On February 24, the military conflict between Russia and Ukraine enters its fifth year. Do you think it is likely that it will be resolved in the near future? Does Moscow view the conflict primarily as a matter of national security or as the prevention of larger, more inevitable clashes?
Sergey Lavrov: Do we see this conflict as a broad clash between Russia and the West? The answer is yes. Ukraine is a “pawn”, a tool used by the West to build up such a bridgehead right on the borders of the Russian Federation in order to create direct threats to our security.
We know that this work was carried out immediately after Ukraine became independent. It was being prepared to join NATO. Although it is well known that the independence of Ukraine was recognized primarily on the basis of the Declaration of Independence. It clearly proclaimed the policy of non-alignment with military blocs, neutrality and renunciation of nuclear weapons. It was in line with this course proclaimed by the Ukrainian leadership after the collapse of the Soviet Union that the Russian Federation, and most other countries in the world, recognised Ukraine.
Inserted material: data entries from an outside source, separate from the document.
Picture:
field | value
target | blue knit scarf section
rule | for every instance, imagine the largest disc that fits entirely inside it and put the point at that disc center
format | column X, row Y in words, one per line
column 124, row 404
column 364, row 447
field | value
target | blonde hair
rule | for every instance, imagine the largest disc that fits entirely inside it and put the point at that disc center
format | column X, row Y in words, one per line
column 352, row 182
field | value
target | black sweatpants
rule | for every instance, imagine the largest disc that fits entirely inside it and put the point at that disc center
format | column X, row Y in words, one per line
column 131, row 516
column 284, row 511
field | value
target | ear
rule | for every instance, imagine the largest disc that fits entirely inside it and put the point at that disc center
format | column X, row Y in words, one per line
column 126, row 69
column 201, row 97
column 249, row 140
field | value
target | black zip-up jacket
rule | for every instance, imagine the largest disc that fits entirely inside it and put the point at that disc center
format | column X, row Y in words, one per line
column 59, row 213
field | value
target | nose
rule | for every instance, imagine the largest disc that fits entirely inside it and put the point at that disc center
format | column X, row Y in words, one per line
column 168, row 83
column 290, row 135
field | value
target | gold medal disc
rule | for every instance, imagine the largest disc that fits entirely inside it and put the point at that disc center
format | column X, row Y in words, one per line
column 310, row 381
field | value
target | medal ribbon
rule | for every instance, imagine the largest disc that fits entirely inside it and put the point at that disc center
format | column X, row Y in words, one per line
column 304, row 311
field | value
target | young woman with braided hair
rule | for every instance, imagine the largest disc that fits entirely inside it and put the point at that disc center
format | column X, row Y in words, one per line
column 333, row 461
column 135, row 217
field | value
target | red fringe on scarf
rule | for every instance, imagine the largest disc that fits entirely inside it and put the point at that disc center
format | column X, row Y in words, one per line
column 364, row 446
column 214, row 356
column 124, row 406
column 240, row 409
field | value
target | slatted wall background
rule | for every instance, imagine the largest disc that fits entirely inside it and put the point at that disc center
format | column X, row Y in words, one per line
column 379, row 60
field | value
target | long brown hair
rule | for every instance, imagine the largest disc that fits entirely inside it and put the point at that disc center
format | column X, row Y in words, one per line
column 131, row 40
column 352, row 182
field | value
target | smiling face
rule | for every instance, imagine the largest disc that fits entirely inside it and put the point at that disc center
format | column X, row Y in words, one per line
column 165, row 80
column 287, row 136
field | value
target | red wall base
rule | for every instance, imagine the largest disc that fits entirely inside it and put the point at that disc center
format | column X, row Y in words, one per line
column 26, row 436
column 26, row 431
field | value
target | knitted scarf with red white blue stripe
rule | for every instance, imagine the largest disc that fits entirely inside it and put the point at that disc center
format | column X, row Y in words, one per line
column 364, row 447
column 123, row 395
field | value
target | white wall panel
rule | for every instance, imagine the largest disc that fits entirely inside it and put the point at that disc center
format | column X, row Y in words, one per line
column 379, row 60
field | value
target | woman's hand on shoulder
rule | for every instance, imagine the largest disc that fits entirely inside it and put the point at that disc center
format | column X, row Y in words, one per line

When the first Maidan took place back in 2004, the West, primarily the Europeans, but also the Americans, of course, stood behind it in those years and could not hold on to their desires, which literally broke through in their speeches. They demanded a “third” round of voting, because the protégé of the West, Mr. Viktor Yushchenko, could not win. I remember very well how the then Minister of Foreign Affairs of Belgium said before the third illegal tour that Ukrainians were obliged to choose who they were with: with the West or with Russia, with Europe or with Russia.
This “either-or” mentality, they say, we want to be in charge everywhere, just as we commanded for more than 500 years in the colonial era, in the era of slavery, so we want to continue to live in the neo-colonial period at the expense of others, including creating all kinds of threats to our competitors. Russia, of course, was seen as a competitor on the world stage. They hoped that after the Soviet Union, it would also fall apart. We know a lot of facts. President of Russia Vladimir Putin has repeatedly spoken about this.
It was a “battle” that had been prepared in advance. It was financed, among other things, by the Americans. As then-US Deputy Secretary of State Victoria Nuland, the “architect” of Ukrainian politics, once again admitted when she was out of the State Department, they spent $5 billion to prepare Ukraine for a coup d’état and turn it into an “anti-Russia.” This is all in the public domain.
It is clear that we are not talking about some “accidents”, internecine strife between two neighboring peoples. We are talking about a geopolitical project that the West has repeatedly undertaken over many centuries of history in order to weaken and destroy our country. [My Emphasis]
And it will continue until the West is completely defeated, and that includes the Outlaw US Empire.